Incandescent (Laura)

 

Tel Prométhée, il a volé le feu du ciel pour en faire de l’art.

Il a beaucoup réfléchi mais aussi laissé une place au hasard.

Comme Nerval, mon voleur de feu préféré, un peu bizarre ;

Le même bizarre que prône Baudelaire dans ses critiques d’art.

 

Du feu, il a tiré une œuvre terrienne se découpant sur le ciel bleu

Feu, terre, air, son art nous désaltère et nous console un peu

Des laideurs du quotidien, il est un baume pour nos yeux.

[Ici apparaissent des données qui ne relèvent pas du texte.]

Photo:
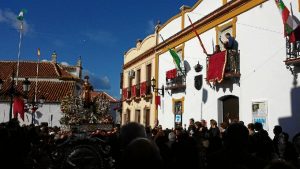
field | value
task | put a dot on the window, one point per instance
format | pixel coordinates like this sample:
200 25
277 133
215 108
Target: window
178 109
127 116
180 52
221 30
138 82
138 116
148 78
147 117
148 72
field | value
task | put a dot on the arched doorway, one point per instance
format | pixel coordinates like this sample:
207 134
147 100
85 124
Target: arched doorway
228 107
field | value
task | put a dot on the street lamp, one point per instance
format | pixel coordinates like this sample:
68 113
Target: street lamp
33 106
153 85
26 86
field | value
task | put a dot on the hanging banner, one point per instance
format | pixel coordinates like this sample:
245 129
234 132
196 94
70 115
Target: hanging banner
260 113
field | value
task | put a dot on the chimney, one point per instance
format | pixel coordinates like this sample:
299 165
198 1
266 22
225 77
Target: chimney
138 43
79 62
54 57
79 67
158 25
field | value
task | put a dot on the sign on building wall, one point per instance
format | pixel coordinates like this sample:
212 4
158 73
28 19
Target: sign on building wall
260 113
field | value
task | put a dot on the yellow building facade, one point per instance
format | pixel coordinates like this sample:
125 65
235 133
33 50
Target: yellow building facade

Il inquiète parfois celui qui n’y reconnaît rien, celui qui veut

 

Tout comprendre et souhaite savoir ce que représentent

Ces sculptures ; ils n’y voient que des corps sans tête,

Des bonhommes grossiers se tenir la main dans une ronde

Pas de vraies figures, trop abstrait : ça n’a ni queue, ni tête !

 

Disent ces rabat-joie qui regardent sans jamais vraiment voir.

Qui ne voient l’art du présent, aucun avenir, aucun espoir

D’œuvres qui représenteraient au-delà de la matière et du noir

 

Une lumière abstraite qui figurerait l’oxymore contradictoire.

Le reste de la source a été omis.